What are the differences and how to use the kill, pkill and killall commands
October 30, 2021
How to shutdown a process by process id
Each of the kill, pkill and killall commands are used to stop processes in Linux. In “How to use ps command to monitor Linux processes”, we looked at a number of ways to identify processes, including name, command, user, and terminal. We also looked at ways to identify processes by their dynamic attributes such as CPU and memory usage.
One way or another, we can define the processes that are running. Knowing their process ID, we can (if needed) stop any of these processes with the kill command. If we wanted to kill process 898, we would use this format:
sudo kill 898
Please be aware that in some cases the process will not terminate and will not display any errors or warnings. In fact, this command is a “recommendation”, it “asks” the process to exit. See the article “Why doesn't the kill command kill the process?” for details.
How to disable a process knowing its name
The pkill command allows you to kill processes by name. Make sure you define the correct process! This command will end the top process.
sudo pkill top
How to stop multiple processes by name
If you have multiple copies of a process running, or the process spawned multiple child processes (as Google Chrome can do), how can you shutdown them all? It's just as easy. We are using the killall command.

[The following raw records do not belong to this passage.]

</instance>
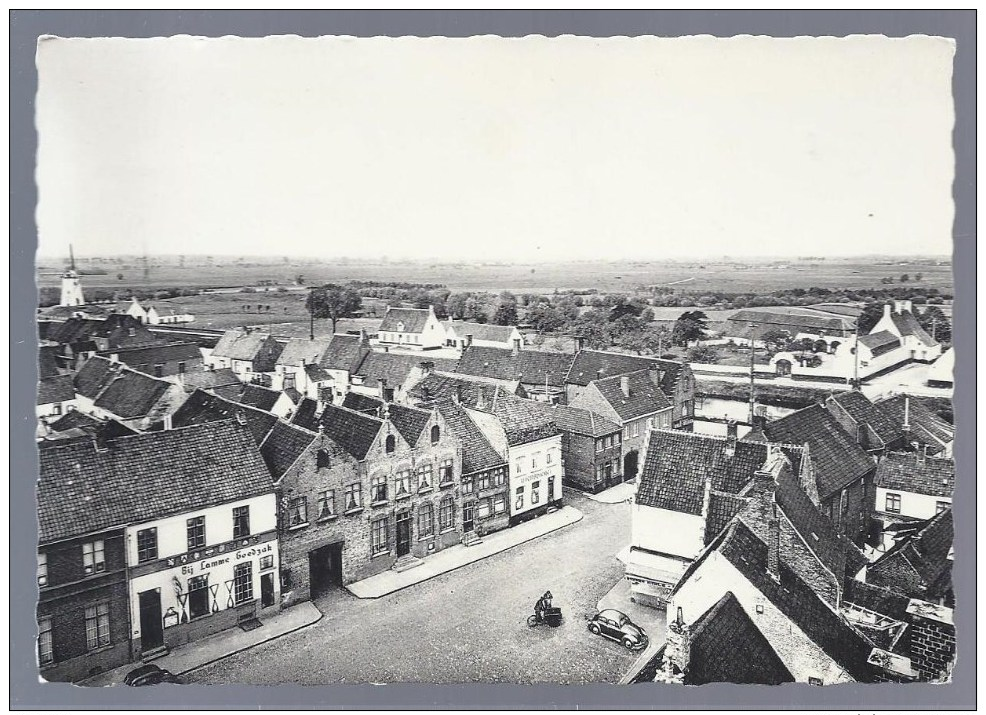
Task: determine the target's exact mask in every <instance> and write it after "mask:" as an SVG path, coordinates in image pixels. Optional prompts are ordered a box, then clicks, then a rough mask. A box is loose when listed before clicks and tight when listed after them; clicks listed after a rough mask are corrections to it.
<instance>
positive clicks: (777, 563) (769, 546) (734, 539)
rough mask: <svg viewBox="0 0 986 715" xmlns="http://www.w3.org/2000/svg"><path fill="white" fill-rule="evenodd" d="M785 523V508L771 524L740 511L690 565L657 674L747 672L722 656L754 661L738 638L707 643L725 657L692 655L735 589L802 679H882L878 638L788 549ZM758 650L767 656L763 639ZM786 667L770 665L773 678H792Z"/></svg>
mask: <svg viewBox="0 0 986 715" xmlns="http://www.w3.org/2000/svg"><path fill="white" fill-rule="evenodd" d="M772 512H773V508H772V507H771V508H770V512H769V513H772ZM781 523H782V517H781V516H780V515H778V516H776V517H773V518H771V519H769V520H768V523H767V529H766V530H765V531H764V530H763V529H762V528H761V527H760V526H757V525H755V526H752V527H751V525H749V524H748V523H747V522H746V521H744V520H743V519H741V518H739V517H738V516H737V517H736V518H734V519H733V520H732V521H731V522H730V524H729V526H728V527H727V528H726V529H725V530H724V531H723V532H722V533H721V534H720V535H719V536H718V537H717V538H716V539H715V540H714V541H713V542H712V543H711V544H710V545H709V546H708V547H707V548H706V549H705V550H704V551H703V552H702V554H701V555H700V556H699V558H698V559H697V560H696V561H695V562H694V563H693V564H692V565H691V566H690V567H689V568H688V570H687V571H686V572H685V574H684V576H683V577H682V579H681V580H680V581H679V582H678V584H677V585H676V586H675V588H674V590H673V591H672V592H671V594H670V603H669V605H668V613H669V614H673V619H672V618H669V626H668V636H667V638H668V640H667V646H666V647H665V650H664V653H663V654H662V661H661V663H660V665H659V667H658V670H657V675H656V677H655V680H658V681H662V682H684V681H685V680H686V679H687V678H688V673H689V672H690V671H693V670H695V669H696V668H699V669H703V670H705V671H706V672H709V671H711V672H716V671H717V670H718V671H723V670H724V671H725V672H727V673H732V672H737V671H738V672H744V670H745V669H744V666H743V665H742V664H740V663H732V664H728V665H727V663H724V662H721V661H734V660H737V661H743V660H746V654H745V653H744V652H743V651H741V650H738V649H736V648H734V647H733V645H734V643H733V641H731V640H726V641H725V642H720V644H719V648H718V649H711V650H710V649H709V648H706V649H705V654H706V655H705V657H708V655H709V653H714V654H715V657H717V658H718V659H719V660H720V662H719V663H702V664H699V663H697V662H695V661H694V660H692V656H693V655H694V653H693V651H692V649H691V647H690V645H689V641H690V639H691V636H692V633H694V630H695V627H696V624H700V623H701V620H702V618H703V617H704V615H705V614H706V613H708V612H709V611H710V610H711V609H712V608H713V607H715V606H716V604H718V603H719V602H720V601H721V600H722V599H723V597H724V596H726V595H727V594H732V597H733V598H734V599H735V601H736V602H737V603H738V604H739V606H740V607H741V608H742V611H743V613H744V614H745V615H746V616H747V618H748V619H749V621H750V622H751V623H752V624H753V625H754V626H755V628H756V630H757V631H759V633H761V634H762V635H763V637H764V639H765V640H766V641H767V642H768V643H769V644H770V646H771V649H772V650H773V652H774V653H775V654H776V656H777V658H778V659H779V660H780V662H781V664H783V668H784V671H786V673H788V674H790V676H791V678H792V679H793V680H794V681H795V682H799V683H808V684H813V685H828V684H832V683H845V682H872V681H873V680H875V679H876V677H877V674H878V673H879V672H880V669H879V668H878V667H875V666H873V665H872V664H871V663H870V656H871V654H872V653H873V650H874V646H873V645H872V643H871V642H869V641H868V640H867V639H866V638H865V637H864V636H863V635H862V633H860V632H859V631H858V630H857V629H856V628H854V627H853V626H852V625H851V624H850V623H849V622H848V621H847V620H846V619H845V618H844V617H843V616H842V615H841V613H840V610H839V607H838V606H837V605H836V606H833V605H832V604H831V603H830V602H828V601H826V600H825V599H824V598H822V597H820V596H819V594H818V593H816V591H815V589H814V588H813V586H812V584H811V583H809V582H807V581H806V580H804V578H802V576H801V575H800V574H799V573H798V570H796V569H795V568H792V566H791V564H790V563H789V559H790V557H785V556H783V555H782V551H781V544H782V543H783V542H784V541H785V537H783V536H782V531H781ZM806 548H807V547H806ZM801 553H805V550H801ZM801 570H802V572H804V569H801ZM737 615H738V614H737ZM748 627H749V626H748V625H747V628H748ZM747 637H749V636H747ZM757 650H758V651H759V652H760V657H763V648H762V645H761V646H759V647H758V649H757ZM784 671H782V670H780V669H779V668H778V667H777V666H776V664H774V665H773V666H772V667H770V668H768V669H765V671H763V672H765V673H766V674H767V676H766V677H767V681H768V682H776V680H777V679H779V678H778V676H780V679H781V680H784V681H787V676H786V674H785V672H784ZM746 672H748V671H746Z"/></svg>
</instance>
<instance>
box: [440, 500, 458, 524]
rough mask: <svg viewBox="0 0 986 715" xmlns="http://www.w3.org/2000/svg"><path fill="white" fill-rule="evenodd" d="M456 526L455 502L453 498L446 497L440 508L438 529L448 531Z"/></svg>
mask: <svg viewBox="0 0 986 715" xmlns="http://www.w3.org/2000/svg"><path fill="white" fill-rule="evenodd" d="M453 526H455V502H454V501H453V500H452V497H445V498H444V499H442V503H441V504H440V505H439V506H438V528H439V529H441V530H442V531H448V530H449V529H451V528H452V527H453Z"/></svg>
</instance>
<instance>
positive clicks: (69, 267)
mask: <svg viewBox="0 0 986 715" xmlns="http://www.w3.org/2000/svg"><path fill="white" fill-rule="evenodd" d="M68 252H69V257H70V260H71V265H70V267H69V269H68V270H67V271H65V272H64V273H63V274H62V298H61V300H60V301H59V303H58V304H59V305H72V306H75V305H85V304H86V299H85V298H84V297H83V296H82V281H81V280H80V278H79V274H78V273H76V271H75V253H73V251H72V245H71V244H69V247H68Z"/></svg>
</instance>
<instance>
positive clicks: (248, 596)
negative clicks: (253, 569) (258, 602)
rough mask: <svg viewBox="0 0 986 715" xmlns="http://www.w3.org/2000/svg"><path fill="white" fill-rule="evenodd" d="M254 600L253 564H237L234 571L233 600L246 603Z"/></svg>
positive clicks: (233, 582) (237, 602) (238, 601)
mask: <svg viewBox="0 0 986 715" xmlns="http://www.w3.org/2000/svg"><path fill="white" fill-rule="evenodd" d="M252 599H253V564H252V563H250V562H249V561H247V562H245V563H242V564H236V568H235V569H233V600H234V601H235V602H236V603H237V604H240V603H246V602H247V601H250V600H252Z"/></svg>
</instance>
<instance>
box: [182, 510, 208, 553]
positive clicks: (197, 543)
mask: <svg viewBox="0 0 986 715" xmlns="http://www.w3.org/2000/svg"><path fill="white" fill-rule="evenodd" d="M185 525H186V527H187V532H188V550H189V551H192V550H193V549H200V548H202V547H203V546H205V517H204V516H196V517H192V518H191V519H189V520H187V521H186V522H185Z"/></svg>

We have two instances of top running:
ps -e | grep top
We can terminate both of them with this command:
sudo killall top
This time no response means no problem, that is, both of these processes have been stopped.
Before killing the process
Make sure it's the one you want and make sure it doesn't cause any problems. In particular, it is worth checking this with the ps command running with the -H and --forest options to make sure there are no important child processes that you forgot about. See “How to use ps command to monitor Linux processes” for details.